Yesterday's NY Times magazine carried several articles about the western film. A.O. Scott has the most interesting take on the matter. I mention this here because over the past few months several non-western fiction blogs have carried debates about the western and what, if anything, it means to today's popular culture.
"The movie western had retreated from its position as a quintessential and vital form of American storytelling, undone by the same cultural tumult that had put paid to other manifestations of midcentury consensus. The newer westerns, the ones made since Vietnam, were either revivalist or revisionist, seeking to bury the old myths or to exhume them.
"And yet the very content of those myths was always, to some degree, their own passing. From the beginning, the western has been saturated with nostalgia, mourning and the sorrowful reckoning of lost things and times past. The sun has been setting for as long as anyone can remember. The official death of the West, after all, was virtually synchronous with the birth of the movies.
"In 1890, the Office of the Census announced the closing of the American frontier, and three years later, in a paper presented at the World’s Fair and Columbian Exposition in Chicago, Frederick Jackson Turner of the University of Wisconsin argued that the Westward push had provided a “safety valve” preventing social tension and class conflict from festering in the American body politic. Over the next century (and to this day), the frontier thesis, as it came to be known, has been debated, debunked, rehabilitated and refined by critics and historians.

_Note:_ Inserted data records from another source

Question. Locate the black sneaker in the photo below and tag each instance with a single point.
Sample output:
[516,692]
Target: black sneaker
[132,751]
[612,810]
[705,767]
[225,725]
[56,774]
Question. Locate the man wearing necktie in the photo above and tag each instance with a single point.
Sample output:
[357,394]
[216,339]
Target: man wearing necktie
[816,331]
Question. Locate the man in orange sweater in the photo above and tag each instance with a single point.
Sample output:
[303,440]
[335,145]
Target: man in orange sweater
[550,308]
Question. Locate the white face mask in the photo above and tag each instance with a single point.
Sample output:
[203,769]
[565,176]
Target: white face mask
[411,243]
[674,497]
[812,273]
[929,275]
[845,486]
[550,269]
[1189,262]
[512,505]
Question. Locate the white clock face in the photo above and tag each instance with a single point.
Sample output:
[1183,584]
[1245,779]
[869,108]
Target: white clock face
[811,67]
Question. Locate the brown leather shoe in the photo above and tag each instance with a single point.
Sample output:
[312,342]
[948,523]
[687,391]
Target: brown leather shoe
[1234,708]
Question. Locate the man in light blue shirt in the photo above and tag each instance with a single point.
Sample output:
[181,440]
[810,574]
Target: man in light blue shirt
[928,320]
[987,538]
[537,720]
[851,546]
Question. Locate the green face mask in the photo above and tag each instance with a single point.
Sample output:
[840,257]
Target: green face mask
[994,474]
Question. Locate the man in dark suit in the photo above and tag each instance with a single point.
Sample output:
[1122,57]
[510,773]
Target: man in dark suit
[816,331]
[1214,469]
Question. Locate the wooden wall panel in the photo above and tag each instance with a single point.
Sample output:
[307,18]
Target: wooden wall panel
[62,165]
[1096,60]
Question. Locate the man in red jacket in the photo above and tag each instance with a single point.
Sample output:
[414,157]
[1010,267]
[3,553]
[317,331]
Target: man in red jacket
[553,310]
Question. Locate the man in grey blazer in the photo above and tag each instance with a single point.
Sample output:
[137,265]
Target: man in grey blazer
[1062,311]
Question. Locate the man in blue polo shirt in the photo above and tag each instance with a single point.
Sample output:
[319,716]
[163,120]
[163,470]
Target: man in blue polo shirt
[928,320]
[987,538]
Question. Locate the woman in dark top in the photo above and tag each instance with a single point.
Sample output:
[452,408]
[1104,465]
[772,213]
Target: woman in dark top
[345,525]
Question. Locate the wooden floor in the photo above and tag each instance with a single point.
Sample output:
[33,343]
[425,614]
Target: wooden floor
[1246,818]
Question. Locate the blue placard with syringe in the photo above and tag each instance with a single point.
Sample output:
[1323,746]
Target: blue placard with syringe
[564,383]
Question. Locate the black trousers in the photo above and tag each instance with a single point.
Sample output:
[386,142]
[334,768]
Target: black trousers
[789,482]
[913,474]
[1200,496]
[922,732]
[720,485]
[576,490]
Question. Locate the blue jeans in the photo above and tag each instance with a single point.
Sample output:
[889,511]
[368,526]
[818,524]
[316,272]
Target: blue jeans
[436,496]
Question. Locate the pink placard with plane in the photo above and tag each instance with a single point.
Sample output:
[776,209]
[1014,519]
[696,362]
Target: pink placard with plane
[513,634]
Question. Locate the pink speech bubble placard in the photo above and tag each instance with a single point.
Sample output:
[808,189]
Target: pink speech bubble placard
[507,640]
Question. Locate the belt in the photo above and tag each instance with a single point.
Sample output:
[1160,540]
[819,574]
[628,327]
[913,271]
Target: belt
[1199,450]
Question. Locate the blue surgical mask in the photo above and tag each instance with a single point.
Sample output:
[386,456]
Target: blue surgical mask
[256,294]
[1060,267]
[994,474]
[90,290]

However dubious or simplistic Turner’s claims have come to seem — American history contains plenty of class struggle if you know where to look for it — he provided a template from which a thousand wagon-train spectacles and cowboy fables (to say nothing of Ph.D. dissertations) would be struck, a sketch of the democratic, individualistic, entrepreneurial ethos of the 19th-century frontier that would find its fullest elaboration in 20th-century Hollywood. The wagon train comes across the prairie, and a little town springs up with wooden sidewalks, hitching posts, swinging doors and plate-glass windows. The honest folk who shop at the general store and read the local newspaper are tough and self-reliant, but also vulnerable, easy prey for bandits and marauders. And then one day a stranger comes to town."
For the rest go here: http://www.nytimes.com/2007/11/11/magazine/11west-t.html?_r=1&ref=magazine&oref=slogin
I don't know if he says anything new exactly but it's a good an overview of the western movie (and fiction) as I've seen in many years. Even non-western fans will enjoy it.